One demonstration of this prioritization is that blood osmolality—the balance of water to dissolved substances—remains remarkably consistent in people with widely different levels of habitual water intake. Thus, the intravascular compartment’s volume is maintained, but if enough fluid for this purpose is not provided by an external source (i.e., food or drink), the water has to come from somewhere within the body. This need can arise, for example, when “ad libitum” intake (fluid intake based on sensations of thirst or desire for liquid) is subject to “unconscious, involuntary dehydration,” where the individual drinks to satiety but does not overcome a water deficit (Stookey, Hamer & Killilea 2017).
What About Electrolytes?
Maintenance of TBW depends not only on fluid ingestion but also on electrolyte concentration gradients in the fluid compartments. Electrolytes are electrically charged particles (anions or cations) from salts dissolved in water, and they are important for both rehydration (fluid replacement) and the capacity to hold onto a higher level of body water.
Predominant osmolytes in the ICF and ECF are the electrolytes potassium (K+) and sodium (Na+), respectively. Sodium exerts the strongest influence because of its role as primary driver of volume in the extracellular compartments (Leiper 2015).
This information is particularly important when working with endurance athletes, because Na+ is a primary component of sweat, and people with a faster sweat rate will lose more sodium in a given exercise session (Armstrong et al. 2010). Fluid to form sweat is drawn from blood plasma, so exercise of longer duration poses a challenge to blood volume and viscosity. As plasma volume decreases, its tonicity increases, thus pulling water out of the body’s cells.
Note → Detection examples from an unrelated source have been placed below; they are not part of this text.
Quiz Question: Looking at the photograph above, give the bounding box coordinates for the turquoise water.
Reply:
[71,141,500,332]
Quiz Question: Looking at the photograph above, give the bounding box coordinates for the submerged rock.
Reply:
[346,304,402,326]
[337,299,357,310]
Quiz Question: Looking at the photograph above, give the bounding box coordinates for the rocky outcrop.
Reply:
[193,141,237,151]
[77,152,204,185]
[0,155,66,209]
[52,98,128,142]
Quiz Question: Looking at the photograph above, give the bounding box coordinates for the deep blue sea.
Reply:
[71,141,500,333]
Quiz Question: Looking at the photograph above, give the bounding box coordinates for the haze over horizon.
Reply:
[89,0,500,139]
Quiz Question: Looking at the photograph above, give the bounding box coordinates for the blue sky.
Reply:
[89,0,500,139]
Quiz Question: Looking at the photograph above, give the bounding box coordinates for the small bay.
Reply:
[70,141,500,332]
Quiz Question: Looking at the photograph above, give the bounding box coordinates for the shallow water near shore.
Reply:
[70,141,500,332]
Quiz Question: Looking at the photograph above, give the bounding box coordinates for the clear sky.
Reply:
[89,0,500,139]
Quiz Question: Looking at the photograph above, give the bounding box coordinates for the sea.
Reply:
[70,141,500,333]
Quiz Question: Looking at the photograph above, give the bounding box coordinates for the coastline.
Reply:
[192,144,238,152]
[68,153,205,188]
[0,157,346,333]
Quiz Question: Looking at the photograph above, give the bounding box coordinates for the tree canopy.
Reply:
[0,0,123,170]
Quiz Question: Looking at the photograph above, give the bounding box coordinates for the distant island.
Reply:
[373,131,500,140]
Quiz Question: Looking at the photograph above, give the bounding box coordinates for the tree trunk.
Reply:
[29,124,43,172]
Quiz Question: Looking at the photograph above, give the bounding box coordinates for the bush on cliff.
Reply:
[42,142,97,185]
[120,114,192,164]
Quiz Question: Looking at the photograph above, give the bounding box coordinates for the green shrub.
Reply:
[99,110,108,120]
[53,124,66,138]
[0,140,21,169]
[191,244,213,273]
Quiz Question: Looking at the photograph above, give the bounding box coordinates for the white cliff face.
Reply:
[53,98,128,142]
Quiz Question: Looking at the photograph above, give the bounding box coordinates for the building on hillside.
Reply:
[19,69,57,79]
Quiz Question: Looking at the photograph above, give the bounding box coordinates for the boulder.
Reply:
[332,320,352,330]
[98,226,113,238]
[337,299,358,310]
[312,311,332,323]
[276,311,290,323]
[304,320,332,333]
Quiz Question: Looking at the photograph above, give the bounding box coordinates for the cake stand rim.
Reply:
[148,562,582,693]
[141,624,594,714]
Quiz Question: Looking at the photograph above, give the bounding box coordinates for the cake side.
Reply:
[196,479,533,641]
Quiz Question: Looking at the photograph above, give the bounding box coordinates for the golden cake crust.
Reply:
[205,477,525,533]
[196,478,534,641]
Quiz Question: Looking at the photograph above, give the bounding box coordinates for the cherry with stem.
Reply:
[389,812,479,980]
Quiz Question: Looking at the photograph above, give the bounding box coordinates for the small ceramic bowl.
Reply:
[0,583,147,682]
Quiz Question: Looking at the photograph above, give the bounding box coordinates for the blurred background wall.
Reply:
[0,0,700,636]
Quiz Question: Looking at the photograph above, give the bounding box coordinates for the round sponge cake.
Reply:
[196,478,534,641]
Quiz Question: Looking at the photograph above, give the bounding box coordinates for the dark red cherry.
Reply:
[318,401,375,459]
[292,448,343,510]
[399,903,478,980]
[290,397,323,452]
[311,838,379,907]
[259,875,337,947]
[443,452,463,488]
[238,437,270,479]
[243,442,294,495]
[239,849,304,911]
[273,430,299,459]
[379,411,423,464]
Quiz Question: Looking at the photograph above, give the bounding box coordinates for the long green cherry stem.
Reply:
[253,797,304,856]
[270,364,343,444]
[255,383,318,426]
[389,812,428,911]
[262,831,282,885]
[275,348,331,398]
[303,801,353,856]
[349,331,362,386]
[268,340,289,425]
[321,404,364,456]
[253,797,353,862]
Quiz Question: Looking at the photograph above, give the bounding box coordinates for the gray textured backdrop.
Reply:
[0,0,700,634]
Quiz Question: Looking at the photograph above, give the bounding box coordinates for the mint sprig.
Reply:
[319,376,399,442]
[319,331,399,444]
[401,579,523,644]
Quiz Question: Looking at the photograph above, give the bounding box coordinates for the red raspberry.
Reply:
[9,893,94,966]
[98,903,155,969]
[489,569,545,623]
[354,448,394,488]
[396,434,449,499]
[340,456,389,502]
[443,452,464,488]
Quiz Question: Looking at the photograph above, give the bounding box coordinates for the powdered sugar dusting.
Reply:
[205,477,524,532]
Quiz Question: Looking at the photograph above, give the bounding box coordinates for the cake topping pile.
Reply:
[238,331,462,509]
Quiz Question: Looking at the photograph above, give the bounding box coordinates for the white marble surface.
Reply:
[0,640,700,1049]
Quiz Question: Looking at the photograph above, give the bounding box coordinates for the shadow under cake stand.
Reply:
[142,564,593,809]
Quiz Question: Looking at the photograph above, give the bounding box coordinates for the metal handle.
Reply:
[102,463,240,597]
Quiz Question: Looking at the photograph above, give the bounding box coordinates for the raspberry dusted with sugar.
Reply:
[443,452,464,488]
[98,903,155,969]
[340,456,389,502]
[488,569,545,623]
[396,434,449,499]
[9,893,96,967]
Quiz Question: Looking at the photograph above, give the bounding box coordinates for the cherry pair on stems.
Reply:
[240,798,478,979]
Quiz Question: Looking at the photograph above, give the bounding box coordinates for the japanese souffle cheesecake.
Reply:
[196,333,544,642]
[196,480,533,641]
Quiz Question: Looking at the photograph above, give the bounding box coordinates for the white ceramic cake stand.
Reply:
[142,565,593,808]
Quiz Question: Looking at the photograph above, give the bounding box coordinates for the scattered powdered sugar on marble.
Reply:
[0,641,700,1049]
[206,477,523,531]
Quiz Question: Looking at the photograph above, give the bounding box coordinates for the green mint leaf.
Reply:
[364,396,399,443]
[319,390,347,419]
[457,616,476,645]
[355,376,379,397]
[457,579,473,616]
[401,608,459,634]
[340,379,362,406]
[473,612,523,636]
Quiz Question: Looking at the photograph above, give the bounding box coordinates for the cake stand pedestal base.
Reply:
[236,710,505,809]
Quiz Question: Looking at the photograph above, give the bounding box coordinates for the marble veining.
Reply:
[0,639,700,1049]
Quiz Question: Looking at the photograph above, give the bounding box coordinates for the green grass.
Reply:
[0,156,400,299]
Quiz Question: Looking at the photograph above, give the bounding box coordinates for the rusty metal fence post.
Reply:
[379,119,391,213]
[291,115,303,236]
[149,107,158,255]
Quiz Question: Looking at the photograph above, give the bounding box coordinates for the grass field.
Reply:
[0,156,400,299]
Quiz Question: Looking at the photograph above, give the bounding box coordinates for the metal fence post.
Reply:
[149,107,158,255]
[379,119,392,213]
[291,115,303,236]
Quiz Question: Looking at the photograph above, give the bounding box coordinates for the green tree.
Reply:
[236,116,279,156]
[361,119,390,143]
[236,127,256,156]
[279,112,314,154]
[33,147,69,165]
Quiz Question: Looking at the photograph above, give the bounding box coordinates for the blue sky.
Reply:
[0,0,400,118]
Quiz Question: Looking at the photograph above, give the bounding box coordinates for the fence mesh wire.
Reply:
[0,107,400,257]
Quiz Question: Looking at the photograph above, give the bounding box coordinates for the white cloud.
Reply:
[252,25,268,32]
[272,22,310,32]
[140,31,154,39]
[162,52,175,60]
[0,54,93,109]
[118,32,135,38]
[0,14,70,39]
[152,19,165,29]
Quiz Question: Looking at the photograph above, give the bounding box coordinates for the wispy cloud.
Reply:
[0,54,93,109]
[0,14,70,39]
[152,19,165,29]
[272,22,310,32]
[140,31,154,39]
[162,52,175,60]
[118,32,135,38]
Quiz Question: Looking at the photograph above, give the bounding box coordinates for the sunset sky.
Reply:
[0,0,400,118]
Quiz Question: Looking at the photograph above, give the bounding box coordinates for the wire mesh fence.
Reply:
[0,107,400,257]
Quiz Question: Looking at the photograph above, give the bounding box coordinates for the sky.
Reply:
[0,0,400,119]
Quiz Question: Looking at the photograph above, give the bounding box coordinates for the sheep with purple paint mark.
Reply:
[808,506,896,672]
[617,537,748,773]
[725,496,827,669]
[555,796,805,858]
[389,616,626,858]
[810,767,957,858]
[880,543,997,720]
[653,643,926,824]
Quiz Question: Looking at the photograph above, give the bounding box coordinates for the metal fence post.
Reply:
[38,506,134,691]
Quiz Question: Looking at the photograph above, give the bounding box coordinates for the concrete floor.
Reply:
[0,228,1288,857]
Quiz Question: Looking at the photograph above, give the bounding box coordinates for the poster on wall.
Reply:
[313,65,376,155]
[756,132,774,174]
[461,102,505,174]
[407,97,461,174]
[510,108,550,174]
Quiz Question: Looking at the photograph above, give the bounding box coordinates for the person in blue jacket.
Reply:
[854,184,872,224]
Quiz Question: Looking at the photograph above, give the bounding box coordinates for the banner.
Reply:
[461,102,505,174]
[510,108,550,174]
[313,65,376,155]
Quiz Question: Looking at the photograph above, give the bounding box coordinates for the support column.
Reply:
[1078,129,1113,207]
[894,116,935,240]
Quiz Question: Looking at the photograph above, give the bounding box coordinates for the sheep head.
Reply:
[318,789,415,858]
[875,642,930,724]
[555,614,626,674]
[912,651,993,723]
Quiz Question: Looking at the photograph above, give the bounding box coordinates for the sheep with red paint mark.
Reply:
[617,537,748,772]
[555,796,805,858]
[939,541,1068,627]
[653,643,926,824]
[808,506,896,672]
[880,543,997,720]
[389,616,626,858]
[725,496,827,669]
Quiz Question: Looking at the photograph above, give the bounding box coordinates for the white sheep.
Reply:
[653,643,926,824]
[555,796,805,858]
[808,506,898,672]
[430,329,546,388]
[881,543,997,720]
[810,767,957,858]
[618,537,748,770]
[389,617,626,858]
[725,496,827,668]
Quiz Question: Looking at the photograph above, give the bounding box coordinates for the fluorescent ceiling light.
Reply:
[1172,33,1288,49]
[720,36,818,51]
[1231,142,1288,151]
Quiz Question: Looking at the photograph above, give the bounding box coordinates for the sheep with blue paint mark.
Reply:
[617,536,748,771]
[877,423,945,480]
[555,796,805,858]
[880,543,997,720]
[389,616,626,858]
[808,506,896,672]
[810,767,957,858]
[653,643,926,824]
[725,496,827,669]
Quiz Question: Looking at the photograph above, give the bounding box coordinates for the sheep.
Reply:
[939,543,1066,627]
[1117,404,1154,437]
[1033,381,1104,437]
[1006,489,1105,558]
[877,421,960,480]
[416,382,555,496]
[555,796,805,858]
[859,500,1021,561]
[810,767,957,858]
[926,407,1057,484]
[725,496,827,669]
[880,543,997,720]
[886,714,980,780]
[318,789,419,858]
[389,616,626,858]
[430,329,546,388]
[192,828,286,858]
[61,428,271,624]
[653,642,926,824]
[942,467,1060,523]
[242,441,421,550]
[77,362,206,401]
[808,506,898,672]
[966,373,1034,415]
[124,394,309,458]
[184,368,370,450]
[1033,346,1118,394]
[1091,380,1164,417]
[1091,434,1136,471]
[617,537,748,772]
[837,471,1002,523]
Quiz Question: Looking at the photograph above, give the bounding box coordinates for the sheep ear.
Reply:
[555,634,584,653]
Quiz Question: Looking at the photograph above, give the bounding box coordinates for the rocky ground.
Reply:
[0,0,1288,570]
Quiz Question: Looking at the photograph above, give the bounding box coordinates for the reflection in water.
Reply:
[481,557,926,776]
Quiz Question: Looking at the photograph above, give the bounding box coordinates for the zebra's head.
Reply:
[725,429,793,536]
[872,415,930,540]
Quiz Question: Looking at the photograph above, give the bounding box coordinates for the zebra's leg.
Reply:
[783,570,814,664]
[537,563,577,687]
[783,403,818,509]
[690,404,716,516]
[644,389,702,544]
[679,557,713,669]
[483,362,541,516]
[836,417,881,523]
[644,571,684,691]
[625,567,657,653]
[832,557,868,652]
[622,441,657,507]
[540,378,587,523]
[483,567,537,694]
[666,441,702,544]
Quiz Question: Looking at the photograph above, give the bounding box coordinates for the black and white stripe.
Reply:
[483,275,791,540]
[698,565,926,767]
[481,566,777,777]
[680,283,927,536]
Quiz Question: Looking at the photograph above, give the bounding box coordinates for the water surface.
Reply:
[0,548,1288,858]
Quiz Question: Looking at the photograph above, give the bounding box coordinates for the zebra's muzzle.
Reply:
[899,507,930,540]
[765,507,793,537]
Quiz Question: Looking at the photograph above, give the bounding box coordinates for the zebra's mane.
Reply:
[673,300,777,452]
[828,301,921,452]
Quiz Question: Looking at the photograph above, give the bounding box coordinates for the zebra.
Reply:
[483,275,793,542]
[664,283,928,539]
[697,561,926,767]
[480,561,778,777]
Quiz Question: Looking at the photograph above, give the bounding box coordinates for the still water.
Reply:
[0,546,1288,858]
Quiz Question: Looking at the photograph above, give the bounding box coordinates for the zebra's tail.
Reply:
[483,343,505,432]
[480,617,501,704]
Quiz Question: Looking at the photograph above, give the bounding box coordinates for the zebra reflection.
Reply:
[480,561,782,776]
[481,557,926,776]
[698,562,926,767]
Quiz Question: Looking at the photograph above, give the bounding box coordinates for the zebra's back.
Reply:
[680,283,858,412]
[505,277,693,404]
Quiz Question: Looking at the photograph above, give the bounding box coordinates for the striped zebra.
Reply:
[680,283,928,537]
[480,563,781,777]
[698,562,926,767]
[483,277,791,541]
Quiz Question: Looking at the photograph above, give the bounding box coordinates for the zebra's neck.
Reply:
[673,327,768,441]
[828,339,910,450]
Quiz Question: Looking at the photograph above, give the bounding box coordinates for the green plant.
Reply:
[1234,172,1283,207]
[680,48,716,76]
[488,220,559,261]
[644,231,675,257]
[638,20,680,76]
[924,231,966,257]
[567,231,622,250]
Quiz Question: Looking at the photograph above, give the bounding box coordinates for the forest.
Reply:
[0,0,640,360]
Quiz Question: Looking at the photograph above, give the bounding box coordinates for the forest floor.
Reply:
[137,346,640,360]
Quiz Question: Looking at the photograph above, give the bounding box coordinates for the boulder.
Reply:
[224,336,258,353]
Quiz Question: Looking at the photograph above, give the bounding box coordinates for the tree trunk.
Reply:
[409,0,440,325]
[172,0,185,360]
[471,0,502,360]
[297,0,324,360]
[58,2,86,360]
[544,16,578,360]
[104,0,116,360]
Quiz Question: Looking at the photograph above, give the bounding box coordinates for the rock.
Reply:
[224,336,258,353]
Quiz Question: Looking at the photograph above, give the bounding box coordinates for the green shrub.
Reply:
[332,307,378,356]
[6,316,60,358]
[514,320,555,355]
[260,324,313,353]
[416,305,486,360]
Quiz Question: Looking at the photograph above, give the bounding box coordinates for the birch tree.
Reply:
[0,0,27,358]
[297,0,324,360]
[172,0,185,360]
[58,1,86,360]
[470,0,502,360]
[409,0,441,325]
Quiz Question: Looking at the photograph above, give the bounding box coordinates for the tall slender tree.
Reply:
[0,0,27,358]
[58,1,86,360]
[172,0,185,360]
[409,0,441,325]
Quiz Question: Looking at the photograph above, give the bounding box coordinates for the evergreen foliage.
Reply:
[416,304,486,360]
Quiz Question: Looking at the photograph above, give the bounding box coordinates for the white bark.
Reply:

Most diets in developed countries supply sufficient sodium to retain ingested water and, of note to athletes, to prevent exertional cramps. If you have clients on sodium-restricted diets, they should initiate a discussion with their physician: In 2013, the Institute of Medicine reported that there was a lack of conclusive scientific evidence of benefit (or harm) in reducing sodium consumption to previously recommended levels (Kong et al. 2016). If dietary Na+ is low or restricted, it may inhibit restoration and retention of ingested fluids, which can allow hypohydration to develop or continue. On the other hand, even athletes do not need excessive Na+ intake.
The Body’s Balancing Act
The body’s fluid-to-electrolyte balance—osmolality—is regulated by the renin-aldosterone-angiotensin system (RAAS). This controller, involving the brain, the kidneys and sensors throughout the body, is tasked with ensuring that we have enough Na+ to sustain cellular function and fluid balance. This, in turn, drives blood volume and therefore blood pressure.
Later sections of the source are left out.